= Fremont and Indiana Railroad =

Former railroad in Northwest Ohio

The Fremont and Indiana Railroad existed in Northwest Ohio beginning in 1853.

==Origin==

The Fremont and Indiana Railroad Company was incorporated April 25, 1853 by L. Q. Rawson, Sardis Birchard, James Justice, John R. Pease, and Charles W. Foster. The route was to be from Fremont, Ohio through Fostoria, Findlay, and through Hancock, Allen, Auglaize and Darke counties to the western boundary of Ohio. Directors were chosen and L. Q. Rawson was elected president, Andrew J. Hale as secretary and Squire Carlin treasurer.

Track was constructed to Fostoria, then known as Rome, and freight and passengers cars began running February 1, 1859. The road was built to Findlay in 1860, but the line went bankrupt and was sold to creditors in 1862 for $20,000.

==Fremont, Lima and Union Railroad==

On January 21, 1862, a new company named the Fremont, Lima and Union Railroad Company was incorporated with L Q. Lawson, president and R. W. B. McClellan, secretary and treasurer.

==Lake Erie and Louisville Rail Road==

In 1865, the Fremont, Lima and Union Railroad merged with the Lake Erie and Pacific Railroad Company, which had begun construction on a line from Union City and Rushville, to form the Lake Erie and Louisville Rail Road Company. The aim was to form a line between Louisville and Fremont, the head of navigation on the Sandusky River. Heavy freight could be offloaded onto ships to descend the Sandusky River, cross Lake Erie to Buffalo, New York and thence to the east coast. Passengers and light freight would pass east and west through Fremont. This line lasted until April, 1871, when it passed into receivership. L. Q. Lawson was appointed receiver by the U. S. Circuit Court, and the company was sold to bond holders October 18, 1871. The company lingered on, though, operating its line from Cambridge City to Rushville until 1890, when it was sold to the Jeffersonville, Madison and Indianapolis Railroad.

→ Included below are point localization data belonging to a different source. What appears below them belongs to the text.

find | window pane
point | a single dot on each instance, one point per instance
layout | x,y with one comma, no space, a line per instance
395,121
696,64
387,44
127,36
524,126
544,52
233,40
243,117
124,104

==Lake Erie and Louisville Railway==

On November 4, 1871, the Ohio portions of the railroad were re-organized as the Fremont, Lima and Union Railway Company, and the incomplete Indiana portion east of Cambridge City was organized November 18, 1871 as the Lake Erie and Louisville Railway Company. The Lake Erie and Louisville abandoned its line, and bought the assets of the Fremont, Lima and Union in January 1872. These companies merged April 12, 1872 under the name Lake Erie and Louisville Rail Way Company, and this company extended the road to St. Mary's. This road was foreclosed, and placed under Isadore H. Burgoon, receiver, on April 25, 1874. The road was sold by the court in 1877, and continued to be managed by Burgoon until September, 1879. During this time two forks of the railroad were constructed to Minster and Celina. It was then consolidated with the Indianapolis and Sandusky Rail Road to form the Lake Erie and Western Railway.